During the 2021 International Solid-State Circuits Conference (ISSCC), Intel reported technical details for its second-generation cryogenic quantum control chip, Horse Ridge II, which puts careful team design work into practice with a combination of testing and technology development.
Quantum computing has the potential to solve problems that cannot be addressed via classical computing. However, its hardware complexity is still a challenge, limiting use on a commercial scale. During Intel Labs, Intel unveiled Horse Ridge II, its second-generation cryogenic control chip with the goal of overcoming the scalability of quantum systems. Intel has now provided more details, highlighting how Horse Ridge II optimizes circuit control, thereby harnessing the full potential offered by qubits while delivering higher fidelity and lower output power.

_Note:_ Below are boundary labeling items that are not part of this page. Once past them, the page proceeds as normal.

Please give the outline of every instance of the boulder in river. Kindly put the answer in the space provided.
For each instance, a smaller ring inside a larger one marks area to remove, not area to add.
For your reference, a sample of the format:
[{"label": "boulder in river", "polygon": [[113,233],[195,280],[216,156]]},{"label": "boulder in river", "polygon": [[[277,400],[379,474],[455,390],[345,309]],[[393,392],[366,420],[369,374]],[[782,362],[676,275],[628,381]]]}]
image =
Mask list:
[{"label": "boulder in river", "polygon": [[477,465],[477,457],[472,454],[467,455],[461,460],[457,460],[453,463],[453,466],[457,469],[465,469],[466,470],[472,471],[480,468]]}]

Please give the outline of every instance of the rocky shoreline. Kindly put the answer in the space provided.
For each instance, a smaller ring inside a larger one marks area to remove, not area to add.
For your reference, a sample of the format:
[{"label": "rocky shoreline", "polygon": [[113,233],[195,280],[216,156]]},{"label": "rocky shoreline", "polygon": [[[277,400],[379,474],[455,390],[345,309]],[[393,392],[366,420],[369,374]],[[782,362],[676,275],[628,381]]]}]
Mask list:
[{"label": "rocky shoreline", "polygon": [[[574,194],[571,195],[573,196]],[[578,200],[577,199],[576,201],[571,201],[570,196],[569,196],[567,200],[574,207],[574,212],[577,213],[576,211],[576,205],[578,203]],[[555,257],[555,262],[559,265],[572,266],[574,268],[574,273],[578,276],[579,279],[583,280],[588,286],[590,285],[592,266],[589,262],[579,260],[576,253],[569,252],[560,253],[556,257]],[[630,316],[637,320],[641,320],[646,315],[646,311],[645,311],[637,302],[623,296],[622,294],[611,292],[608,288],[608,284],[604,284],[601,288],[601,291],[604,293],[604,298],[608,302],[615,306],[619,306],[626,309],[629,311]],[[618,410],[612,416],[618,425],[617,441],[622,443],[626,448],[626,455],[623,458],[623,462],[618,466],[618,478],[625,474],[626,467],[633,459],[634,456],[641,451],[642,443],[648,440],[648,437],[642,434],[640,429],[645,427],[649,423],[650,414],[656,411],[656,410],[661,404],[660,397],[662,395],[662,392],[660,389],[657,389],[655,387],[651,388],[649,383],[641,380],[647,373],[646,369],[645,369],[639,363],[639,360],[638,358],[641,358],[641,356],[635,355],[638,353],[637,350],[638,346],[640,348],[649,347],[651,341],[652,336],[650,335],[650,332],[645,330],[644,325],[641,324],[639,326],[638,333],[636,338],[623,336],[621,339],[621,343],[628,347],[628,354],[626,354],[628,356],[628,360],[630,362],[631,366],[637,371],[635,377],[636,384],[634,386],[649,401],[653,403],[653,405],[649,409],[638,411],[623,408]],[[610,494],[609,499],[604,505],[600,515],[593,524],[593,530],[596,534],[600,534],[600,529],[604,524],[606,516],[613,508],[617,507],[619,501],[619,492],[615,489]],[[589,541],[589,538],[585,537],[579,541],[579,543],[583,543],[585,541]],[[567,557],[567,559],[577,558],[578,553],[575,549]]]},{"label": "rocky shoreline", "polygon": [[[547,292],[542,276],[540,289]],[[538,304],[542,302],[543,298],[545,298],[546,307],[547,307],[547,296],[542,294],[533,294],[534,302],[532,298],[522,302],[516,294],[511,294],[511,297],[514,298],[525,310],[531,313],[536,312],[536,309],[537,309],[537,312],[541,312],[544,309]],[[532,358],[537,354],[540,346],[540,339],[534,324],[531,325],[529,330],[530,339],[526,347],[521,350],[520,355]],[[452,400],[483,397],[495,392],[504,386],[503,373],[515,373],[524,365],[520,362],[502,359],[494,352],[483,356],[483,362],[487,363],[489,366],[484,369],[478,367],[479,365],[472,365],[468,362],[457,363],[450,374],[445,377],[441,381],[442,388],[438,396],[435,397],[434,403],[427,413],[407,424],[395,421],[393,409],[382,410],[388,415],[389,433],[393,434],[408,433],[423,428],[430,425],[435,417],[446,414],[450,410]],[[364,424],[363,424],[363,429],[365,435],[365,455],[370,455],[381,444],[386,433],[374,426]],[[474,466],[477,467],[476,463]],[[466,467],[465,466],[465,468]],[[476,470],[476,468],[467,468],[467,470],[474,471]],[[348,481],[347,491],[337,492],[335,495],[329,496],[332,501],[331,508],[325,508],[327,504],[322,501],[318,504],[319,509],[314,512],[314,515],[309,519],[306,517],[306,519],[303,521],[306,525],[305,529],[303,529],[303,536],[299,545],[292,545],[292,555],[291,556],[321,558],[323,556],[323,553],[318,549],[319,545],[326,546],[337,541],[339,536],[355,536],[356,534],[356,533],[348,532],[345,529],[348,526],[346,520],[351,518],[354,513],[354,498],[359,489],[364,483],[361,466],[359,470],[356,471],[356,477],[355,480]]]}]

In an interview with EE Times, Stefano Pellerano, principal engineer at Intel Labs, noted “the challenge of scaling quantum systems elegantly as qubit numbers grow remains a daunting one and demands innovation in cryogenic control systems.” He added, “Horse Ridge II continues to build Intel’s vision of quantum practicality and bringing quantum from a lab to commercial reality.”
Cryogenic quantum control chips
Today’s quantum systems use room-temperature electronics, with many wires routed to the quantum processor located inside a dilution refrigerator. According to Intel and leading quantum computing proponents, this approach is inefficient because it does not scale with a large number of qubits due to size, cost, power consumption, and thermal load.
A radiator and fan cannot cool current quantum computers, and qubits must be kept inside large dilution refrigerators at temperatures just above absolute zero. Until now, the electronics needed to manipulate and read the qubits produced too much heat and thus had to stay outside the refrigerator, adding complexity to the system.
Making it all the more remarkable is the fact that the calculations take place using silicon spin qubits, which are particularly attractive to semiconductor manufacturers because they can be made using techniques already used in the production of traditional silicon chips.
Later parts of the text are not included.